Le village englouti de Rosa Lobato de Faria, publié en 1999, met en scène les personnages d’un village de l’Alentejo qui va être submergé au profit d’un barrage, histoire qui n’est pas sans rappeler celle de Luz, village englouti dont les habitants ont été déplacés dans un lieu voisin fait de nouvelles maisons modernes et sans âme.
Et c’est justement ce à quoi vont se trouver confrontés chacun des personnages de ce magnifique roman, la perte de leur identité, de leurs repères, de leur histoire, des légendes qui ont traversé les siècles et donné du caractère à ce village qu’ils ne se décident pas à quitter. Que ce soit Filomena, élevée en France, qui a décidé de vivre les derniers jours du village dans la maison de ses ancêtres.
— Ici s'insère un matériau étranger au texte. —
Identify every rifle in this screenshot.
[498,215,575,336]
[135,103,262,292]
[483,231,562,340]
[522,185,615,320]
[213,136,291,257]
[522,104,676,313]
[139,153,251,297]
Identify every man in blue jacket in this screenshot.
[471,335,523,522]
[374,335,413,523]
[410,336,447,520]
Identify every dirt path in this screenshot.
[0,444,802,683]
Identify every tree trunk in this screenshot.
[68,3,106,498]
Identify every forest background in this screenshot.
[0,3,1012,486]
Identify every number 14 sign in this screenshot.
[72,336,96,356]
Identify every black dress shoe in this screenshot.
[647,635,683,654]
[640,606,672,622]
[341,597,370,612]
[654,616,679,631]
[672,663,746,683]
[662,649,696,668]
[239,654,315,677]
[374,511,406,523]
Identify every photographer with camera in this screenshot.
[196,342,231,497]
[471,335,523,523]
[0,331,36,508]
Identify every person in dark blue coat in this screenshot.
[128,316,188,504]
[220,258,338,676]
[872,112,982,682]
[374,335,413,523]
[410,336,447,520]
Que ce soit Sebastiana, 93 ans, qui connaît les histoires de tout le monde tout autant que les légendes qu’elle transmet à Filomena pour qu’elles se perpétuent quand elle ne sera plus là. Que ce soit Ivo, professeur à la retraite, qui embauche Filomena pour ordonner sa bibliothèque et dont il s’éprend. Ou les trois sœurs Branco, sorties tout droit de Tchekhov, unies par un secret et par un homme qui les a toutes possédées différemment. Ou encore Pedro, le fils d’une des Branco, qui est à lui seul un poème par ses rêves et sa soif d’apprendre.
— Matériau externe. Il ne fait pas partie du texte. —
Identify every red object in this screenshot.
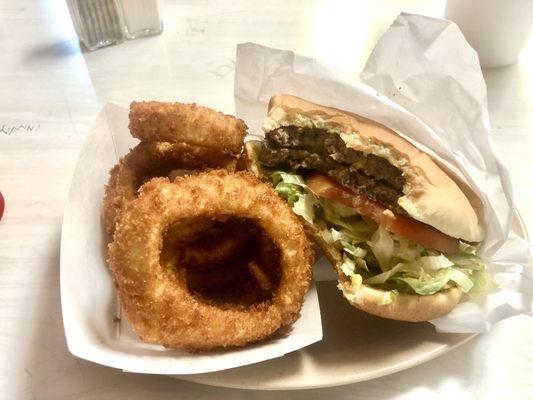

Autour d’eux gravitent d’autres personnages qui attendent de nouvelles maisons et le dernier moment pour partir tandis que se jouent au quotidien des drames de grande ou de moindre importance au fil de l’eau, source de toutes les légendes, de vie comme de mort, et surtout de toutes les passions.
Un roman qui vous prend dès la première ligne et jusqu’au dénouement alors que des narrateurs viennent à tour de rôle raconter un peu d’eux et beaucoup de ce village qu’ils aiment et auquel ils tiennent. Le roman d’une femme qui savait raconter.